4. D'autre part, l'article L. 138-11 du même code, dans sa rédaction en vigueur du 25 décembre 2021 au 25 décembre 2022, également applicable à la contribution due au titre de l'année 2021 en vertu du II de l'article 26 de la loi du 23 décembre 2021 de financement de la sécurité sociale pour 2022, dispose que : " L'assiette de la contribution définie à l'article L. 138-10 est égale au chiffre d'affaires de l'année civile mentionné au I du même article L. 138-10, minoré des remises mentionnées aux articles L. 162-16-5-1-1, L. 162-16-5-2, L. 162-17-5, L. 162-18, L. 162-18-1 et L. 162-22-7-1 du présent code et à l'article 62 de la loi n° 2021-1754 du 23 décembre 2021 de financement de la sécurité sociale pour 2022. / Le Comité économique des produits de santé transmet directement à l'Agence centrale des organismes de sécurité sociale, selon des modalités définies par décret, les montants des remises mentionnées au premier alinéa du présent article pour les entreprises redevables. "
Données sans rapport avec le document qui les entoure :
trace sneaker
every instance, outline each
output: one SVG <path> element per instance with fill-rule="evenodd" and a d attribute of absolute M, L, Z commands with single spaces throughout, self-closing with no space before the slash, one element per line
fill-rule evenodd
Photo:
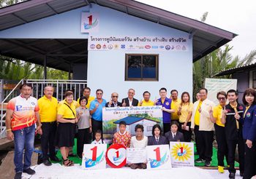
<path fill-rule="evenodd" d="M 211 164 L 211 161 L 206 161 L 205 163 L 205 166 L 206 167 L 210 167 Z"/>
<path fill-rule="evenodd" d="M 224 173 L 224 167 L 222 166 L 218 166 L 218 171 L 220 173 Z"/>
<path fill-rule="evenodd" d="M 36 172 L 31 168 L 23 169 L 23 172 L 26 172 L 26 173 L 31 175 L 36 173 Z"/>
<path fill-rule="evenodd" d="M 196 162 L 196 163 L 203 163 L 203 162 L 204 162 L 206 160 L 204 160 L 204 159 L 201 159 L 201 158 L 198 158 L 197 159 L 196 159 L 196 160 L 195 160 L 195 162 Z"/>
<path fill-rule="evenodd" d="M 14 179 L 21 179 L 22 172 L 16 172 Z"/>
<path fill-rule="evenodd" d="M 42 163 L 45 165 L 45 166 L 50 166 L 51 165 L 51 162 L 49 161 L 49 159 L 45 159 Z"/>
<path fill-rule="evenodd" d="M 228 177 L 230 178 L 235 178 L 235 175 L 236 175 L 236 173 L 234 172 L 230 172 L 230 175 L 228 175 Z"/>

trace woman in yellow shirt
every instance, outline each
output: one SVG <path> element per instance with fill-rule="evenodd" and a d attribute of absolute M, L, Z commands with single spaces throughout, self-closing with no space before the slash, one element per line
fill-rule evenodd
<path fill-rule="evenodd" d="M 189 93 L 184 92 L 181 94 L 181 103 L 178 107 L 177 114 L 179 116 L 180 131 L 184 136 L 185 142 L 191 141 L 192 130 L 190 125 L 192 111 L 193 103 L 190 103 Z"/>
<path fill-rule="evenodd" d="M 73 93 L 67 92 L 65 101 L 58 108 L 57 113 L 59 124 L 56 134 L 56 146 L 60 148 L 63 158 L 63 165 L 67 167 L 74 165 L 74 162 L 67 159 L 69 147 L 74 146 L 75 124 L 78 122 L 73 99 Z"/>

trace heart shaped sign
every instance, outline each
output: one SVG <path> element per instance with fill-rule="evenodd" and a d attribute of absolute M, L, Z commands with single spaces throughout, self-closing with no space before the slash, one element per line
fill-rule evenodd
<path fill-rule="evenodd" d="M 107 163 L 113 168 L 121 168 L 127 164 L 127 148 L 121 144 L 110 146 L 106 153 Z"/>

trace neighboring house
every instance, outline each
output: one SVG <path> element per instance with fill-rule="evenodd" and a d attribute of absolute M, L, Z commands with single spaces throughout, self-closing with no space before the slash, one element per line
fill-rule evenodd
<path fill-rule="evenodd" d="M 135 129 L 135 126 L 138 124 L 142 124 L 144 127 L 144 135 L 146 136 L 151 136 L 153 126 L 156 124 L 159 124 L 159 122 L 149 119 L 135 116 L 127 116 L 114 122 L 114 124 L 116 124 L 117 131 L 119 131 L 119 122 L 121 121 L 127 123 L 127 130 L 131 133 L 132 136 L 136 135 Z"/>
<path fill-rule="evenodd" d="M 237 79 L 237 90 L 240 103 L 242 103 L 243 94 L 247 88 L 256 89 L 256 63 L 222 71 L 215 74 L 214 76 L 224 75 L 230 75 L 232 79 Z"/>

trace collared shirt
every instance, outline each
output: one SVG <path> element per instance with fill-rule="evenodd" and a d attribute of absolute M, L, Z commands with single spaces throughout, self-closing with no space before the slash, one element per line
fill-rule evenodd
<path fill-rule="evenodd" d="M 164 101 L 162 101 L 161 98 L 157 100 L 156 106 L 162 106 L 167 109 L 170 109 L 170 105 L 172 103 L 172 100 L 167 98 L 165 98 Z M 166 111 L 162 111 L 162 118 L 164 123 L 170 123 L 170 114 Z"/>
<path fill-rule="evenodd" d="M 86 104 L 86 108 L 90 108 L 90 104 L 91 104 L 91 102 L 93 101 L 95 99 L 95 97 L 93 97 L 93 96 L 89 96 L 89 98 L 88 98 L 88 103 Z M 77 105 L 77 108 L 78 108 L 80 106 L 80 103 L 79 103 L 79 101 L 80 101 L 80 98 L 78 99 L 78 105 Z"/>
<path fill-rule="evenodd" d="M 38 106 L 41 122 L 51 122 L 56 120 L 58 100 L 56 98 L 51 97 L 48 99 L 44 95 L 38 100 Z"/>
<path fill-rule="evenodd" d="M 225 131 L 226 133 L 227 140 L 238 140 L 241 138 L 241 130 L 238 130 L 236 127 L 236 119 L 235 118 L 235 110 L 230 106 L 230 104 L 226 105 L 225 110 L 226 114 L 226 123 L 225 124 Z M 238 103 L 236 110 L 240 115 L 240 119 L 242 120 L 244 106 L 241 104 Z M 242 124 L 239 122 L 239 129 L 242 129 Z"/>
<path fill-rule="evenodd" d="M 175 109 L 175 112 L 170 114 L 172 120 L 178 120 L 178 116 L 177 114 L 177 112 L 181 103 L 181 99 L 177 99 L 176 100 L 174 100 L 173 99 L 172 100 L 170 108 Z"/>
<path fill-rule="evenodd" d="M 66 104 L 68 105 L 71 109 Z M 75 119 L 76 117 L 76 112 L 74 101 L 72 102 L 70 105 L 65 101 L 64 103 L 58 108 L 58 115 L 61 115 L 64 119 Z"/>
<path fill-rule="evenodd" d="M 146 101 L 145 100 L 143 100 L 142 105 L 140 106 L 140 103 L 138 104 L 138 106 L 153 106 L 154 102 L 151 100 Z"/>
<path fill-rule="evenodd" d="M 39 109 L 35 98 L 31 96 L 26 99 L 21 95 L 10 100 L 7 108 L 13 111 L 11 119 L 12 130 L 18 130 L 33 125 L 37 120 L 35 112 Z"/>
<path fill-rule="evenodd" d="M 222 123 L 222 106 L 221 105 L 218 105 L 215 106 L 213 109 L 213 116 L 214 118 L 216 118 L 216 124 L 221 127 L 225 127 L 225 124 Z"/>
<path fill-rule="evenodd" d="M 203 101 L 200 100 L 199 104 L 197 108 L 197 111 L 195 111 L 195 124 L 199 126 L 200 124 L 200 112 L 198 109 L 201 107 Z"/>
<path fill-rule="evenodd" d="M 94 111 L 93 114 L 91 114 L 91 118 L 96 121 L 102 122 L 102 108 L 106 106 L 107 101 L 102 98 L 102 102 L 101 103 L 99 103 L 98 100 L 95 98 L 93 101 L 91 101 L 90 105 L 89 111 L 92 111 L 95 108 L 95 105 L 99 104 L 98 108 Z"/>
<path fill-rule="evenodd" d="M 189 112 L 193 111 L 193 103 L 189 103 L 183 104 L 181 110 L 181 115 L 179 116 L 179 122 L 183 123 L 187 121 L 187 116 L 189 116 Z M 191 117 L 188 122 L 191 122 Z"/>

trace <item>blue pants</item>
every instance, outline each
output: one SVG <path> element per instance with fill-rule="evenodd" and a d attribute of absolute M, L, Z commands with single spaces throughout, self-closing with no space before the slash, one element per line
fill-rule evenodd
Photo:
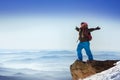
<path fill-rule="evenodd" d="M 83 56 L 82 56 L 82 49 L 85 49 L 86 51 L 86 54 L 88 56 L 88 59 L 89 60 L 93 60 L 93 55 L 91 53 L 91 50 L 90 50 L 90 43 L 89 41 L 87 42 L 80 42 L 77 46 L 77 56 L 78 56 L 78 60 L 83 60 Z"/>

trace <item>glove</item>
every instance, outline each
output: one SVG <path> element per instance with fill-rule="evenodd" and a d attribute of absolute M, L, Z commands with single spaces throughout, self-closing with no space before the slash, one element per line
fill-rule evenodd
<path fill-rule="evenodd" d="M 99 27 L 99 26 L 97 26 L 97 27 L 96 27 L 96 29 L 97 29 L 97 30 L 100 30 L 100 27 Z"/>

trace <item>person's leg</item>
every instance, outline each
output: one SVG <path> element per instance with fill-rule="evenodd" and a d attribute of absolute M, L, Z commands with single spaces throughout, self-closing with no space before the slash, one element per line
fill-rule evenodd
<path fill-rule="evenodd" d="M 82 56 L 82 49 L 83 49 L 83 46 L 82 46 L 82 43 L 80 42 L 77 46 L 77 56 L 78 56 L 78 60 L 83 60 L 83 56 Z"/>
<path fill-rule="evenodd" d="M 90 43 L 89 42 L 84 42 L 84 49 L 86 51 L 88 59 L 93 60 L 93 55 L 92 55 L 91 50 L 90 50 Z"/>

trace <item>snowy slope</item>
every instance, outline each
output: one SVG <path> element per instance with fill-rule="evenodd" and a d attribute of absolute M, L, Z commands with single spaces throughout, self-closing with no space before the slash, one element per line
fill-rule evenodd
<path fill-rule="evenodd" d="M 120 61 L 117 62 L 114 67 L 84 80 L 120 80 Z"/>

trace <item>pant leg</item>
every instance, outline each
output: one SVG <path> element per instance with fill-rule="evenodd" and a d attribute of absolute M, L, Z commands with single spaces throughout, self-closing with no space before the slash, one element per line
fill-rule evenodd
<path fill-rule="evenodd" d="M 83 56 L 82 56 L 82 49 L 83 49 L 83 46 L 82 46 L 82 43 L 80 42 L 77 46 L 77 56 L 78 56 L 78 60 L 83 60 Z"/>
<path fill-rule="evenodd" d="M 89 60 L 93 60 L 93 55 L 91 53 L 91 50 L 90 50 L 90 43 L 89 42 L 85 42 L 84 44 L 84 49 L 86 51 L 86 54 L 88 56 L 88 59 Z"/>

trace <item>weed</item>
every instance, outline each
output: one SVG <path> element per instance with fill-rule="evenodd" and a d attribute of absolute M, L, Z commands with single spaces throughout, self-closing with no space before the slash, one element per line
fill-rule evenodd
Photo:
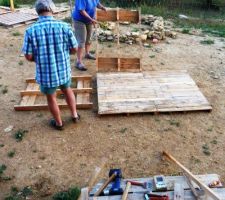
<path fill-rule="evenodd" d="M 127 131 L 127 128 L 122 128 L 121 130 L 120 130 L 120 133 L 125 133 Z"/>
<path fill-rule="evenodd" d="M 8 86 L 7 85 L 5 85 L 2 89 L 2 94 L 6 94 L 6 93 L 8 93 Z"/>
<path fill-rule="evenodd" d="M 95 54 L 95 50 L 91 50 L 90 53 L 91 53 L 91 54 Z"/>
<path fill-rule="evenodd" d="M 4 173 L 4 171 L 6 170 L 6 168 L 7 168 L 6 165 L 4 165 L 4 164 L 0 165 L 0 177 Z"/>
<path fill-rule="evenodd" d="M 218 142 L 217 142 L 216 139 L 214 139 L 214 140 L 212 140 L 210 143 L 211 143 L 211 144 L 217 144 Z"/>
<path fill-rule="evenodd" d="M 43 114 L 42 113 L 38 113 L 36 116 L 41 118 L 41 117 L 43 117 Z"/>
<path fill-rule="evenodd" d="M 13 158 L 15 156 L 15 153 L 16 153 L 15 149 L 10 151 L 10 152 L 8 152 L 8 157 L 9 158 Z"/>
<path fill-rule="evenodd" d="M 25 133 L 27 132 L 27 130 L 19 129 L 14 133 L 14 138 L 17 142 L 21 142 L 23 140 L 23 137 L 25 136 Z"/>
<path fill-rule="evenodd" d="M 18 62 L 18 64 L 19 64 L 20 66 L 23 65 L 23 61 L 20 60 L 20 61 Z"/>
<path fill-rule="evenodd" d="M 170 120 L 170 125 L 179 127 L 180 126 L 180 122 L 177 122 L 175 120 Z"/>
<path fill-rule="evenodd" d="M 213 131 L 213 127 L 210 127 L 207 129 L 208 132 L 212 132 Z"/>
<path fill-rule="evenodd" d="M 151 55 L 151 56 L 149 56 L 149 58 L 155 58 L 155 55 Z"/>
<path fill-rule="evenodd" d="M 211 44 L 214 44 L 215 42 L 214 40 L 207 39 L 207 40 L 202 40 L 200 43 L 205 45 L 211 45 Z"/>
<path fill-rule="evenodd" d="M 207 155 L 207 156 L 210 156 L 210 155 L 211 155 L 211 152 L 210 152 L 210 150 L 209 150 L 209 146 L 208 146 L 207 144 L 204 144 L 204 145 L 202 146 L 202 148 L 203 148 L 203 153 L 204 153 L 205 155 Z"/>
<path fill-rule="evenodd" d="M 21 33 L 20 33 L 19 31 L 16 31 L 16 32 L 13 32 L 12 35 L 13 35 L 13 36 L 20 36 Z"/>
<path fill-rule="evenodd" d="M 187 29 L 187 28 L 184 28 L 184 29 L 182 30 L 182 33 L 183 33 L 183 34 L 190 34 L 190 30 Z"/>
<path fill-rule="evenodd" d="M 69 188 L 68 191 L 58 192 L 53 196 L 53 200 L 77 200 L 80 196 L 80 189 L 77 187 Z"/>

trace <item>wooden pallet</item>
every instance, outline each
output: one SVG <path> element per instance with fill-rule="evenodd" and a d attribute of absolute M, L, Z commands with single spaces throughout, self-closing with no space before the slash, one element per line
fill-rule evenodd
<path fill-rule="evenodd" d="M 211 110 L 186 71 L 97 73 L 98 113 Z"/>
<path fill-rule="evenodd" d="M 196 177 L 198 177 L 198 179 L 201 180 L 206 185 L 209 185 L 213 181 L 220 180 L 220 177 L 217 174 L 198 175 Z M 166 181 L 167 186 L 168 186 L 166 192 L 156 192 L 155 191 L 155 186 L 153 184 L 153 177 L 136 178 L 136 179 L 122 179 L 121 187 L 123 189 L 125 189 L 126 182 L 128 180 L 138 181 L 138 182 L 148 182 L 148 183 L 151 184 L 151 186 L 152 186 L 151 190 L 154 193 L 156 193 L 156 194 L 167 194 L 170 197 L 169 199 L 175 199 L 174 198 L 175 183 L 179 183 L 181 185 L 181 187 L 185 190 L 183 200 L 194 200 L 195 199 L 194 196 L 193 196 L 193 193 L 190 190 L 190 186 L 188 185 L 187 180 L 184 176 L 165 176 L 165 181 Z M 91 190 L 89 200 L 94 200 L 94 199 L 95 200 L 120 200 L 121 199 L 120 195 L 117 195 L 117 196 L 100 196 L 100 197 L 95 197 L 95 198 L 92 197 L 98 191 L 98 189 L 102 186 L 103 182 L 104 181 L 100 181 Z M 107 193 L 109 191 L 111 186 L 112 186 L 112 184 L 110 183 L 107 186 L 107 188 L 104 190 L 105 193 Z M 222 185 L 220 187 L 222 187 Z M 213 190 L 221 196 L 221 199 L 225 199 L 225 188 L 220 188 L 220 187 L 215 188 Z M 199 188 L 199 187 L 196 184 L 194 184 L 194 188 Z M 144 188 L 139 187 L 139 186 L 131 186 L 131 188 L 129 190 L 128 199 L 129 200 L 143 200 L 144 194 L 148 193 L 148 192 L 149 192 L 149 189 L 144 189 Z"/>
<path fill-rule="evenodd" d="M 17 27 L 24 24 L 30 24 L 37 18 L 37 15 L 22 12 L 11 12 L 0 15 L 0 24 L 7 28 Z"/>
<path fill-rule="evenodd" d="M 97 10 L 96 14 L 97 21 L 105 22 L 131 22 L 139 23 L 141 20 L 140 11 L 138 10 L 125 10 L 125 9 L 112 9 L 107 12 Z"/>
<path fill-rule="evenodd" d="M 97 57 L 98 72 L 140 72 L 140 58 L 107 58 Z"/>
<path fill-rule="evenodd" d="M 73 76 L 72 78 L 72 89 L 76 94 L 77 108 L 88 109 L 92 108 L 93 103 L 91 102 L 91 81 L 92 76 Z M 39 85 L 35 82 L 34 79 L 26 80 L 27 87 L 26 90 L 21 91 L 21 101 L 19 105 L 15 105 L 14 109 L 16 111 L 31 111 L 31 110 L 45 110 L 48 109 L 47 103 L 36 103 L 37 98 L 42 96 L 44 102 L 46 102 L 45 97 L 39 90 Z M 75 88 L 73 88 L 75 85 Z M 62 95 L 61 90 L 57 90 L 57 95 Z M 42 100 L 43 101 L 43 100 Z M 58 103 L 60 108 L 67 108 L 65 100 Z"/>

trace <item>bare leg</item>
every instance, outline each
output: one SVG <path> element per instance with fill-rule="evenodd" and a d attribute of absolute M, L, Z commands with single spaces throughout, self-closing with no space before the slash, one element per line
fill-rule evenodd
<path fill-rule="evenodd" d="M 62 119 L 60 116 L 59 106 L 56 101 L 56 93 L 54 94 L 47 94 L 47 101 L 48 101 L 48 108 L 52 113 L 53 118 L 55 119 L 57 125 L 62 126 Z"/>
<path fill-rule="evenodd" d="M 85 53 L 89 54 L 91 48 L 91 44 L 85 44 Z"/>
<path fill-rule="evenodd" d="M 83 48 L 78 47 L 77 49 L 77 62 L 82 62 Z"/>
<path fill-rule="evenodd" d="M 77 116 L 77 109 L 76 109 L 76 99 L 75 99 L 75 96 L 74 96 L 74 93 L 73 93 L 72 89 L 66 88 L 66 89 L 63 89 L 62 92 L 66 97 L 66 102 L 67 102 L 67 104 L 70 108 L 72 117 L 75 117 L 75 118 L 78 117 Z"/>

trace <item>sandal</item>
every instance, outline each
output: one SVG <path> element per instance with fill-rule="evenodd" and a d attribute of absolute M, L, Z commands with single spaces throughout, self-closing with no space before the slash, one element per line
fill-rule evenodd
<path fill-rule="evenodd" d="M 72 117 L 72 121 L 74 122 L 74 123 L 78 123 L 79 121 L 80 121 L 80 115 L 79 114 L 77 114 L 77 117 Z"/>
<path fill-rule="evenodd" d="M 58 131 L 62 131 L 64 129 L 64 125 L 58 125 L 55 121 L 55 119 L 50 120 L 50 126 Z"/>

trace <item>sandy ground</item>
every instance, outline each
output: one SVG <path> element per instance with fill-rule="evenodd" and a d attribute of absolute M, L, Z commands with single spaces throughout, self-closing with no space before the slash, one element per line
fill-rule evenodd
<path fill-rule="evenodd" d="M 7 166 L 4 175 L 12 177 L 11 181 L 0 182 L 0 199 L 12 186 L 32 186 L 35 195 L 31 199 L 50 199 L 46 195 L 72 185 L 82 187 L 103 157 L 108 162 L 102 177 L 107 177 L 112 167 L 122 168 L 124 177 L 129 178 L 178 174 L 177 167 L 162 161 L 163 150 L 194 174 L 217 173 L 225 181 L 224 41 L 213 38 L 215 44 L 203 45 L 203 37 L 179 34 L 178 39 L 168 39 L 143 52 L 146 71 L 186 69 L 212 104 L 212 112 L 98 117 L 95 63 L 86 62 L 89 70 L 83 74 L 94 77 L 94 109 L 80 110 L 82 121 L 76 125 L 69 122 L 69 111 L 62 111 L 66 129 L 57 132 L 48 126 L 48 111 L 13 109 L 20 101 L 19 91 L 25 89 L 25 79 L 33 77 L 35 69 L 19 56 L 24 30 L 0 28 L 0 144 L 4 144 L 0 147 L 0 164 Z M 13 36 L 17 31 L 20 36 Z M 122 45 L 121 49 L 126 54 L 139 54 L 136 45 Z M 81 74 L 74 68 L 74 60 L 75 56 L 71 61 L 73 75 Z M 8 88 L 6 94 L 2 93 L 4 86 Z M 13 130 L 5 133 L 9 125 Z M 21 142 L 13 138 L 18 129 L 28 130 Z M 210 155 L 203 153 L 206 144 Z M 15 156 L 10 158 L 7 154 L 13 149 Z"/>

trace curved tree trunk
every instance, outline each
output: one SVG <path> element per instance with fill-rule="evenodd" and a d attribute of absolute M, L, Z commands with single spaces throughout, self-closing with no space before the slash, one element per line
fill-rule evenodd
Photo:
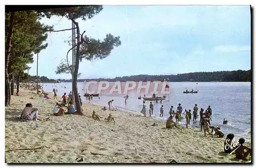
<path fill-rule="evenodd" d="M 14 12 L 11 12 L 10 17 L 10 27 L 8 30 L 7 39 L 5 47 L 5 106 L 10 105 L 11 102 L 11 92 L 10 90 L 10 82 L 9 81 L 9 75 L 8 67 L 10 55 L 11 54 L 11 46 L 12 41 L 12 31 L 13 30 L 13 20 L 14 18 Z"/>
<path fill-rule="evenodd" d="M 17 83 L 16 83 L 16 85 L 17 86 L 17 92 L 18 92 L 19 91 L 19 80 L 20 79 L 20 73 L 22 72 L 20 71 L 19 73 L 18 73 L 18 77 L 17 78 Z"/>
<path fill-rule="evenodd" d="M 82 107 L 80 104 L 80 100 L 78 95 L 78 91 L 77 89 L 77 78 L 78 75 L 78 69 L 79 66 L 79 52 L 80 52 L 80 30 L 78 26 L 78 23 L 72 20 L 72 22 L 76 25 L 76 33 L 77 35 L 77 45 L 76 46 L 76 63 L 75 66 L 75 69 L 74 70 L 73 78 L 73 90 L 74 91 L 74 95 L 75 97 L 75 102 L 76 103 L 76 110 L 78 114 L 82 114 Z"/>
<path fill-rule="evenodd" d="M 11 75 L 10 78 L 11 78 L 11 95 L 13 95 L 14 92 L 14 78 L 13 74 Z"/>

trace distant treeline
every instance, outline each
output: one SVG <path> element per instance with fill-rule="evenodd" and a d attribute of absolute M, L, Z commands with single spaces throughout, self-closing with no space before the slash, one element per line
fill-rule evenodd
<path fill-rule="evenodd" d="M 116 77 L 114 79 L 98 78 L 98 79 L 78 79 L 78 82 L 83 82 L 90 81 L 107 81 L 109 82 L 115 82 L 120 81 L 125 82 L 127 81 L 164 81 L 164 79 L 169 79 L 170 82 L 251 82 L 251 70 L 233 70 L 221 71 L 215 72 L 200 72 L 191 73 L 188 74 L 178 74 L 176 75 L 139 75 L 130 77 Z M 36 79 L 36 76 L 33 76 Z M 61 82 L 72 82 L 71 79 L 57 80 L 49 79 L 47 77 L 40 78 L 41 82 L 50 82 L 59 81 Z"/>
5. Enfin, l'article L. 138-12 du même code, dans sa rédaction en vigueur du 1er janvier 2019 au 25 décembre 2022, fixe les modalités de calcul du montant total de la contribution prévue à l'article L. 138-10, sous la forme d'un barème progressif, d'un taux de 50 à 70 %, par tranches du dépassement du chiffre d'affaires de l'ensemble des entreprises redevables par rapport au montant M déterminé chaque année par le législateur. Cet article prévoit, dans ses deux derniers alinéas : " La contribution due par chaque entreprise redevable est déterminée, au prorata de son chiffre d'affaires calculé selon les modalités définies à l'article L. 138-11. Elle est minorée, le cas échéant, des remises versées au titre de l'article L. 138-13. / Le montant de la contribution due par chaque entreprise redevable ne peut excéder 10 % de son chiffre d'affaires hors taxes réalisé en France métropolitaine, en Guadeloupe, en Guyane, en Martinique, à La Réunion, à Saint-Barthélemy et à Saint-Martin, au cours de l'année civile considérée, au titre des médicaments mentionnés à l'article L. 5111-1 du code de la santé publique ".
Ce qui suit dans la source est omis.